Altamente formativo para o homem contemporâneo é admirar o temperamento medieval descrito por Dr. Plinio neste número da revista1. Caracterizava-se ele pela estabilidade decorrente da noção da longa duração de tudo o que se faz. O medieval não tinha pressa, pois procurava em tudo a perfeição. Disso temos um belo exemplo no modo de ser sacral de Dona Lucilia, descrito pelo “Filhão” nestes termos pervadidos de gratidão:

O que caracterizava o espírito dela era uma retidão extraordinária, que consistia em ver sempre todas as coisas inteiramente de frente. Por mais dolorosas ou promissoras que fossem, ser inteiramente objetiva, vendo o sofrimento com toda a sequela de amarguras que ele pudesse trazer. Vendo também a alegria, sem exagerar as vantagens que trazia, e compreendendo bem como nesta terra tudo é aleatório e como, portanto, tudo de repente pode degringolar. De onde uma posição muito calma, muito estável em face da vida. Ela não tinha nem grandes torcidas, nem grandes ansiedades, nem grandes depressões, não sendo nem um pouco uma pessoa apática.

A minha mãe era o contrário do meu temperamento fleumático. Para usar uma expressão implicante de hoje, ela vivia profundamente todos os acontecimentos, mas com uma certa distância. Havia entra ela e os fatos uma camada que os ruídos destes não conseguiam transpor. E ela, para aquém dos fatos, conservava a calma, a distância psíquica, a estabilidade e a continuidade.

De maneira que ela era sacral, recolhida, tranquila, forte e meiga em todas as circunstâncias da vida. Por mais que estas mudassem, ela estava sempre na mesma posição.

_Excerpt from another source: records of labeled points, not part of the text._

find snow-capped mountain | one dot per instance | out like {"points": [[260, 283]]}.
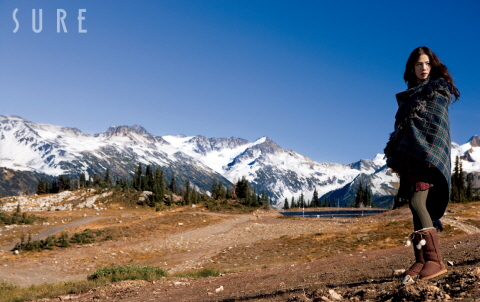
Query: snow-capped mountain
{"points": [[54, 150], [281, 173], [469, 153]]}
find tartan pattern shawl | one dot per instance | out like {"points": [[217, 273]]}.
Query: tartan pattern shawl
{"points": [[422, 131]]}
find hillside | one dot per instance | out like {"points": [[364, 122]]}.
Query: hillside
{"points": [[32, 149], [263, 256]]}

Mas, por detrás desta atitude tão calma, havia um profundo senso do dever. Ela não entendia que a finalidade da vida fosse conquistar honras, prazeres, glórias, dinheiro para gozar o mais possível e depois morrer.

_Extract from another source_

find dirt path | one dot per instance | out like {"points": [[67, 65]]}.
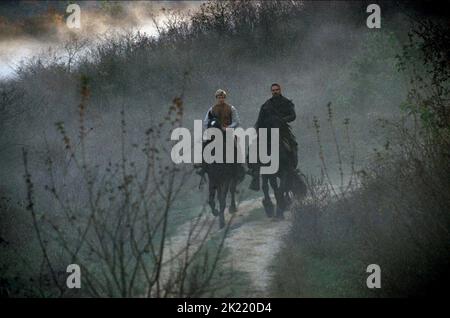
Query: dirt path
{"points": [[252, 244]]}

Para ela, a vida consistia num certo dever a cumprir e numa certa forma de alma a adquirir.

Ela considerava que a felicidade está em se ter uma alma elevada, piedosa e tranquila, e em gozar os prazeres simples, despretensiosos e normais da existência. A felicidade não está, portanto, nas grandes festas, nas grandes viagens e nas grandes fortunas, mas na boa ordenação da vida quotidiana, no bom aproveitamento dos lazeres comuns e em conferir um significado espiritual e moral ao gozo do que se tem. É uma felicidade, sobretudo, de alma, uma felicidade de situação temperante, tranquila, modesta, que se sente até no infortúnio, porque, desde que não tenhamos culpa pela derrocada, conserva-se o essencial: a consciência limpa diante de Deus e uma elevação de alma que torna a vida digna de ser vivida.

Ela possuía uma serenidade que a colocava acima de todas as vicissitudes e fazia dela uma pessoa constantemente igual a si mesma, mesmo quando os caminhos da vida se fechavam, às vezes de modo assustador.

E sempre com esta temperança, esta normalidade que era a perfeita proporção entre o acontecimento externo e a repercussão interna nela. De maneira que ela vibrava em face das coisas na proporção e na medida equilibrada, com uma ordem de valores em que o religioso estava acima de tudo. Abaixo do religioso vinha o metafísico, depois o moral, e em seguida os interesses contingentes da vida tratados com o devido cuidado.

Toda esta retidão ela possuía porque intuía que assim as coisas deveriam ser, e compreendia — com uma clareza cheia de verdades implícitas — estar conforme a Religião.

Quando eu tinha 10 ou 11 anos, notei o choque da Revolução e da Contra-Revolução, e percebi que toda a tradição que eu recebi dela entrava em luta com o mundo moderno. Em determinado momento, compreendi que a explicação verdadeira desta tradição era a Santa Igreja Católica, Apostólica e Romana. Deu-se, então, um flash no meu espírito e cheguei a unir todo o amor à Religião ao amor a esta tradição, cujo substractum religioso mamãe não via tão explicitamente.

É preciso ver em Dona Lucilia, sobretudo, aquela elevação de alma por onde, com toda temperança, desde pequenina, ela soube ir cada vez mais colocando a Religião acima de tudo, os valores espirituais acima dos materiais, e a vida terrena como uma coisa que deve ser vivida, sobretudo, para um dever, fruindo das pequenas vantagens da vida apenas o necessário para o cumprimento do dever.

É a impostação sacral da alma que a preparou para contemplar a Deus face a face. Creio que por aí podemos entendê-la bem e nos unir a ela.